Materials and methods
Forty consecutive TAVR candidates prospectively underwent combined CTA of the aortic root and vascular access route (270 mgI/ml iodixanol). Patients were assigned to group A (second-generation dual-source CT [DSCT], 100 kV, 60 ml contrast, 4.0 ml/s flow rate) or group B (third-generation DSCT, 70 kV, 40 ml contrast, 2.5 ml/s flow rate). Vascular attenuation, noise, signal-to-noise (SNR) and contrast-to-noise ratios (CNR) were compared. Subjective image quality was assessed by two observers.

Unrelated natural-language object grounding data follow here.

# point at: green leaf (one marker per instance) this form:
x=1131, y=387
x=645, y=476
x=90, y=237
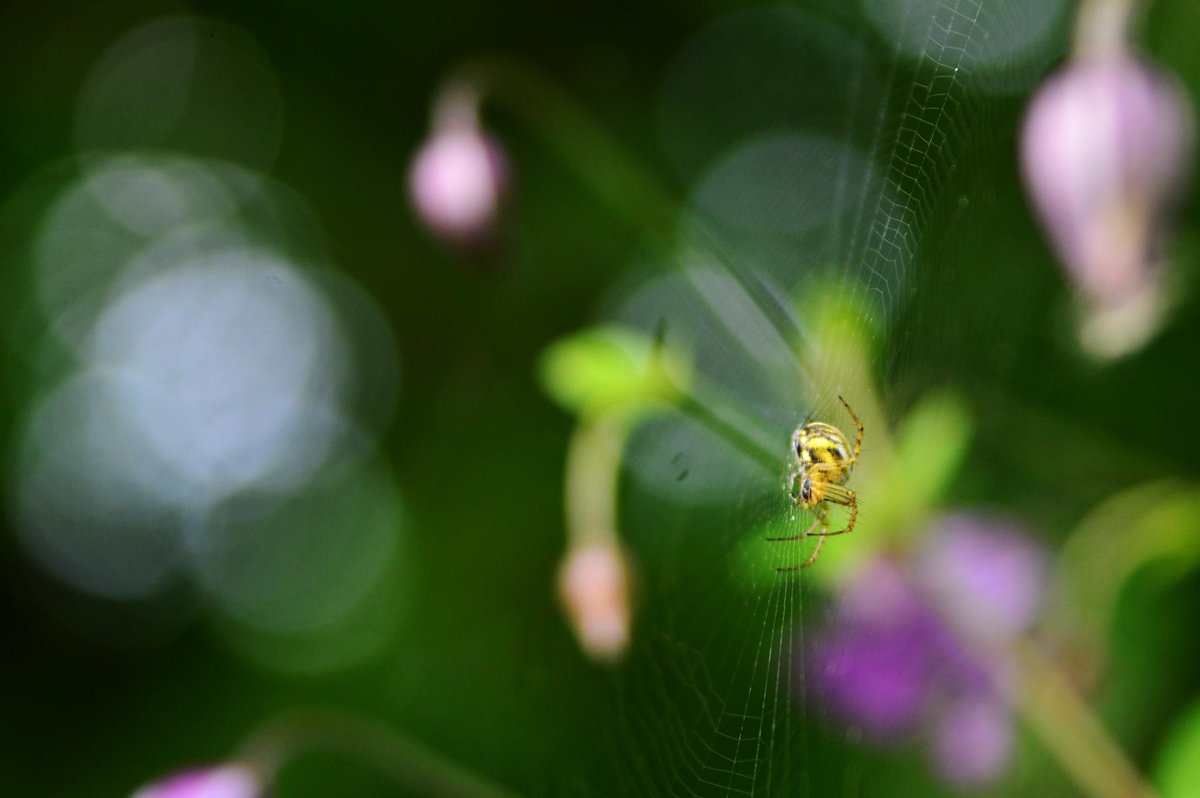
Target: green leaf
x=1177, y=772
x=611, y=369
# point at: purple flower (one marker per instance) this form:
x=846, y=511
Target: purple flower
x=901, y=653
x=985, y=574
x=459, y=178
x=971, y=741
x=1105, y=151
x=222, y=781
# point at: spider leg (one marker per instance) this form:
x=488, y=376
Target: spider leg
x=858, y=423
x=816, y=550
x=839, y=495
x=808, y=533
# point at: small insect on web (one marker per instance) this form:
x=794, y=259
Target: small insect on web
x=823, y=461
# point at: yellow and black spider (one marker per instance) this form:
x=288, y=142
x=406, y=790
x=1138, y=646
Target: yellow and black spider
x=822, y=466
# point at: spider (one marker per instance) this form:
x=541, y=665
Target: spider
x=823, y=462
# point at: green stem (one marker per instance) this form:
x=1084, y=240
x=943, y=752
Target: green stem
x=569, y=132
x=1069, y=729
x=593, y=465
x=399, y=756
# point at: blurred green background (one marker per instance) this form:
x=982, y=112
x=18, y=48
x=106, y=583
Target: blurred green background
x=473, y=657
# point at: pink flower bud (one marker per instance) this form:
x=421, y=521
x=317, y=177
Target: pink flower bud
x=1105, y=153
x=459, y=180
x=225, y=781
x=594, y=586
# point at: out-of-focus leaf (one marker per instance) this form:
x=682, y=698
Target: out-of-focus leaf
x=1177, y=772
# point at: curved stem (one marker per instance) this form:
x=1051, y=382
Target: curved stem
x=567, y=129
x=1069, y=729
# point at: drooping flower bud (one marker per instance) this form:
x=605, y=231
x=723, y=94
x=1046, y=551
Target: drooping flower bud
x=221, y=781
x=594, y=587
x=1105, y=151
x=459, y=179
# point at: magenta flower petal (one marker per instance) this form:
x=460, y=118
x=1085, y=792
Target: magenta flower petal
x=972, y=741
x=1105, y=154
x=984, y=574
x=1105, y=148
x=457, y=184
x=225, y=781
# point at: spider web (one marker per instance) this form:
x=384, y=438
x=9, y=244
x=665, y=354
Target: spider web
x=832, y=161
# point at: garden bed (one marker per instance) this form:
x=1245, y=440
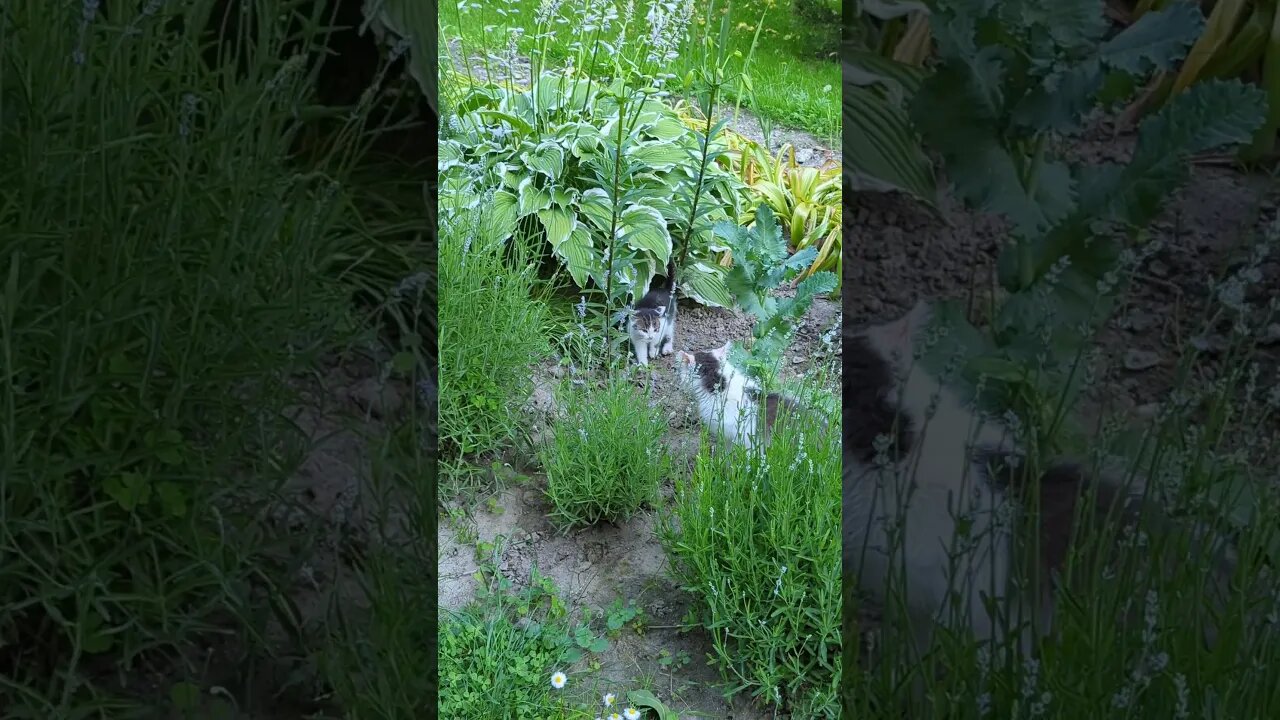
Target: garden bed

Estimated glomerular filtration (eGFR) at CTA and follow-up were measured.
Results
Besides a higher body-mass-index in group B (24.8±3.8 kg/m2 vs. 28.1±5.4 kg/m2, P=0.0339), patient characteristics between groups were similar (P≥0.0922). Aortoiliac SNR (P=0.0003) was higher in group B. Cardiac SNR (P=0.0003) and CNR (P=0.0181) were higher in group A. Subjective image quality was similar (P≥0.213) except for aortoiliac image noise (4.42 vs. 4.12, P=0.0374). TAVR-planning measurements were successfully obtained in all patients. There were no significant changes in eGFR among and between groups during follow-up (P≥0.302).
Conclusion
TAVR candidates can be safely and effectively evaluated by a comprehensive CTA protocol with low contrast volume using low-tube-voltage acquisition.
Key Points
• Third-generation dual-source CT facilitates low-tube-voltage acquisition.
• TAVR planning can be performed with reduced contrast volume and radiation dose.
• TAVR-planning CT did not result in changes in creatinine levels at follow-up.
• TAVR candidates can be safely evaluated by comprehensive low-tube-voltage CT angiography.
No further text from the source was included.